1. Could you describe the Cyc technology in a few simple terms? How does it all work?
Cyc is like an unabridged dictionary for computers. Software applications can use Cyc to look up what something means and then react intelligently.
A lot of what computers do today, is simply push strings of text around. They react to the presence of certain strings by assembling other strings and then blindly displaying them. They do this, of course, without any real sense of the underlying meaning. This is all that happens, for example, in social tagging applications.
In the pursuit of intelligent behavior, software may also use math, too. Google's page rank and Amazon's product recommendations appear semi-intelligent in the "choices" they make through various statistical algorithms.
Unlike Google and Amazon, Cyc explicitly represents knowledge. It relies on concepts, facts and rules to do reasoning which is transparent and traceable. There are no "magic" algorithms that leave one wondering how something happened. One can trace and debug Cyc's reasoning every step of the way. And, since this chain of thought is both transparent and manipulable, one can later layer in new tactics and strategies for solving problems as they become available.
Cyc's concepts are organized into one big "ontology". An ontology is like a taxonomy, but with much richer interconnections between terms. This ontology piece is very useful in its own right, apart from the reasoning engine. We expect it to become an important component of the approaching Semantic Web.
2. How difficult is it to build a complete general knowledge base and commonsense reasoning engine using the OpenCyc product compared to Cyc?
Complete? Well, that's a huge task with either of the tools. But, Cyc has a wealth of facts and rules that are not part of the OpenCyc ontology. It also has natural language capabilities that are not in OpenCyc. The most complete commonsense reasoning engine will come from a combination of the two. OpenCyc's breadth (number of concepts) will outpace that of Cyc, but Cyc's depth (complex rules) will outpace that of OpenCyc. In any case, all of Cyc is now available under a research license; so, if one is building software for non-commercial purposes, they can have access to all of what is in Full Cyc today. One can incorporate OpenCyc into a commercial product for free.

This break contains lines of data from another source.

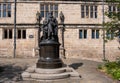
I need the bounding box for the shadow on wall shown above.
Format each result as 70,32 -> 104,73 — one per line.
0,64 -> 27,82
69,63 -> 83,69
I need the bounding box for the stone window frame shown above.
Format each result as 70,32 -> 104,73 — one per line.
17,29 -> 26,39
106,30 -> 120,39
79,29 -> 87,39
0,3 -> 11,18
7,3 -> 11,17
81,4 -> 98,18
106,30 -> 114,40
40,3 -> 58,18
108,5 -> 120,15
3,28 -> 13,39
91,29 -> 99,39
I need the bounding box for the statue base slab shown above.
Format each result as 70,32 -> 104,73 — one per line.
22,65 -> 81,81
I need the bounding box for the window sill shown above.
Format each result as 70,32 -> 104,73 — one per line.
16,39 -> 26,40
0,17 -> 11,18
81,18 -> 98,19
2,39 -> 12,40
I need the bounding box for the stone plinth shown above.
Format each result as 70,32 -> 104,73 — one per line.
37,40 -> 63,69
22,65 -> 81,81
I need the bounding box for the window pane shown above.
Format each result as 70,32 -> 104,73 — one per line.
90,6 -> 93,18
109,6 -> 112,15
81,5 -> 84,11
45,5 -> 49,18
86,6 -> 89,17
8,4 -> 11,10
90,6 -> 93,11
81,12 -> 84,18
7,4 -> 11,17
4,29 -> 7,39
23,30 -> 26,39
18,30 -> 21,39
90,12 -> 93,18
40,4 -> 44,11
95,6 -> 97,11
95,12 -> 97,18
9,29 -> 12,39
8,11 -> 11,17
45,11 -> 49,18
109,6 -> 112,12
106,32 -> 111,39
45,5 -> 49,11
54,11 -> 58,17
86,6 -> 89,11
92,30 -> 95,39
81,5 -> 84,18
95,6 -> 97,18
50,4 -> 53,11
96,30 -> 99,39
117,6 -> 120,12
113,6 -> 116,12
84,30 -> 87,38
54,5 -> 58,11
3,4 -> 6,17
79,30 -> 82,39
41,11 -> 44,17
3,4 -> 6,10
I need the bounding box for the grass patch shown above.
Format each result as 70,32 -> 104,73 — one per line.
98,60 -> 120,80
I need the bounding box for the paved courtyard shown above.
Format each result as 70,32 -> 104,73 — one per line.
0,58 -> 118,83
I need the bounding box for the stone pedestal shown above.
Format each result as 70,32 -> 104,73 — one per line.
37,40 -> 63,69
22,12 -> 81,82
22,65 -> 81,81
22,40 -> 81,81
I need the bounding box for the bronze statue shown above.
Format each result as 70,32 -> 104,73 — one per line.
37,12 -> 62,69
41,11 -> 58,41
42,19 -> 48,40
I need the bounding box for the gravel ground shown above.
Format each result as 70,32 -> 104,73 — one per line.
0,58 -> 117,83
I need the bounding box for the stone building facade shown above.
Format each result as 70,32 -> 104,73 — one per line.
0,0 -> 120,61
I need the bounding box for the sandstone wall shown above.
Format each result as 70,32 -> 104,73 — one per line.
0,28 -> 13,57
0,1 -> 119,61
0,28 -> 38,58
0,2 -> 109,24
64,28 -> 120,61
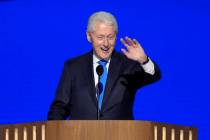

3. Is it possible to integrate Cyc/OpenCyc with an existing operating system and use it as a basis for an OS that has full support for natural language? How far away are we from having advanced AI on our home computers and operating systems?
Many people have approached Cycorp about making an OS controlled by natural language. Usually, they were looking to layer Cyc on top of Linux, but didn't have the resources to pursue the project. It may take a Microsoft or Google to get seriously interested in doing this. Most large companies, however, get caught in a kind of incrementalism -- so we'll have to see if they'll take the leap.
4. How difficult/easy is it to integrate proper speech recognition into Cyc?
Cyc leverages existing speech-to-text technologies and contributes contextual understanding. So, text is the bridge between speech systems and Cyc. Speech systems produce text and Cyc translates the natural language into its own internal representation. When the speech-to-text processor has trouble choosing among ambiguous sounds, Cyc can help identify which possible meanings are more -- well, meaningful.
5. What is the biggest challenge in the development of Cyc?
Bridging the gap between the experts currently using the system and others who can potentially help.